Falling Housing Permits Steal Luster of September Starts Rise

Despite big numbers, mixed report means housing remains mostly flat

Bottom Line

  • Housing starts jumped 15.0% in September to a 658,000 annual rate—the best reading in 17 months. Starts posted solid gains in all four regions.
  • Single-family starts were up 1.7%; multi-family starts jumped a whopping 51.3%. 
  • Housing permits (which matter more than starts) fell 5.0% to a 594,000 annual rate—lowest reading in five months.
  • Single-family and multi-family permits were down 0.7% and 14.5%, respectively.

Outlook

For this report, permits matter more than starts because they are much better measured, less affected by unusual weather (such as hurricanes) and are forward looking. 

Single-family permits were down slightly in September, remaining at depressed levels. They were down in three of four regions. They remain depressed and trendless nationally and in all four regions.

Multi-family permits dropped 14.5% to a 177,000 annual rate. Since this statistic is volatile, one should not make too much of a one-month drop, especially since the multi-family market, according to most indicators, is improving. Added up, total permits were down—indicating that housing starts are likely to drop in October or November.
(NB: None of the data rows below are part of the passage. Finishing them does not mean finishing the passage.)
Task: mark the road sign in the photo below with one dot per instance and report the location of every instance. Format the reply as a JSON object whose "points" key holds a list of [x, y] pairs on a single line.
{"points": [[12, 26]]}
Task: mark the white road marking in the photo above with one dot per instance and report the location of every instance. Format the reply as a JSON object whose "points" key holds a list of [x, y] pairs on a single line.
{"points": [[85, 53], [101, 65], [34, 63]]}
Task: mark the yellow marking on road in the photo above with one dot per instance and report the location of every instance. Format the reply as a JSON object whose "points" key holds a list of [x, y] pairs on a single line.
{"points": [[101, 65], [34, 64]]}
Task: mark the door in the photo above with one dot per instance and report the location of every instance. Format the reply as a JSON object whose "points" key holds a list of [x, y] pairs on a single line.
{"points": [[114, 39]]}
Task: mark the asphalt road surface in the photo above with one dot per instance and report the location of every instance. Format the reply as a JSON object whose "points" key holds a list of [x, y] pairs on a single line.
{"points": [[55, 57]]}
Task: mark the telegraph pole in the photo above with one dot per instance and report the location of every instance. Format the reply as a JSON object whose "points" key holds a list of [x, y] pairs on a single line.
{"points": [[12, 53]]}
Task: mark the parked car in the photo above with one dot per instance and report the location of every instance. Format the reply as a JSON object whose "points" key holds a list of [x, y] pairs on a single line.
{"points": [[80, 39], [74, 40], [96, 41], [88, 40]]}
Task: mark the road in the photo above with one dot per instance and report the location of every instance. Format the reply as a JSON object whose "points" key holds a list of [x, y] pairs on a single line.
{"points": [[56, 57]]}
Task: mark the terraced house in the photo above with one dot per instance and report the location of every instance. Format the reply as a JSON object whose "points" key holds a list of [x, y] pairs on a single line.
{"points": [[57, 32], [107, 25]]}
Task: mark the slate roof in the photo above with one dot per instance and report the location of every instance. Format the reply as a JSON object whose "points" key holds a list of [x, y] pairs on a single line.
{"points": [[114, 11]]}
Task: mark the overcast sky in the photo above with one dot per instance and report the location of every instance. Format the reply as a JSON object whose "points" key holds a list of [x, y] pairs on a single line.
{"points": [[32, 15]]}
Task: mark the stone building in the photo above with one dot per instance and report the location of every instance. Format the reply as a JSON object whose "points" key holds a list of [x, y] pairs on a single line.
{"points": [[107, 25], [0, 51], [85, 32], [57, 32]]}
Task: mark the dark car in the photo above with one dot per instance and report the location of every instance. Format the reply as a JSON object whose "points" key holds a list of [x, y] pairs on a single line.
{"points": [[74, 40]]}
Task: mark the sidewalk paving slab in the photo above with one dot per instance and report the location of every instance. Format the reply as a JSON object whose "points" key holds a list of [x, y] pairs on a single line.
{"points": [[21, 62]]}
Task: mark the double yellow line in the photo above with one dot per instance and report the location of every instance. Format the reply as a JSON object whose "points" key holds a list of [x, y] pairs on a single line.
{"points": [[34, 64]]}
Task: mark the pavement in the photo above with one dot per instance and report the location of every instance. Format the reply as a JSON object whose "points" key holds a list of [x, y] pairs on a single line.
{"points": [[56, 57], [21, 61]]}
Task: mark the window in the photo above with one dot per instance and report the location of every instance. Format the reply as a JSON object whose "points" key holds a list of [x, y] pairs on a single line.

Housing starts posted double-digit gains in three of the four regions (the Midwest, where starts were up only 9.2%, was the exception). Multi-family starts were up 51% nationally, propelled forward by a 141% jump in the South and a 52% increase in the West. Although multi-family starts were soaring in these two regions in September, multi-family permits in both regions were down significantly, indicating that the gain in starts will probably reverse sharply in October or November.

On balance, this was a mixed report. The increase in starts is good for GDP growth and jobs. The drop in permits indicates that September’s gains are not sustainable. The report does not change the current direction of the housing market—a flat single-family market and a slowly improving multi-family market.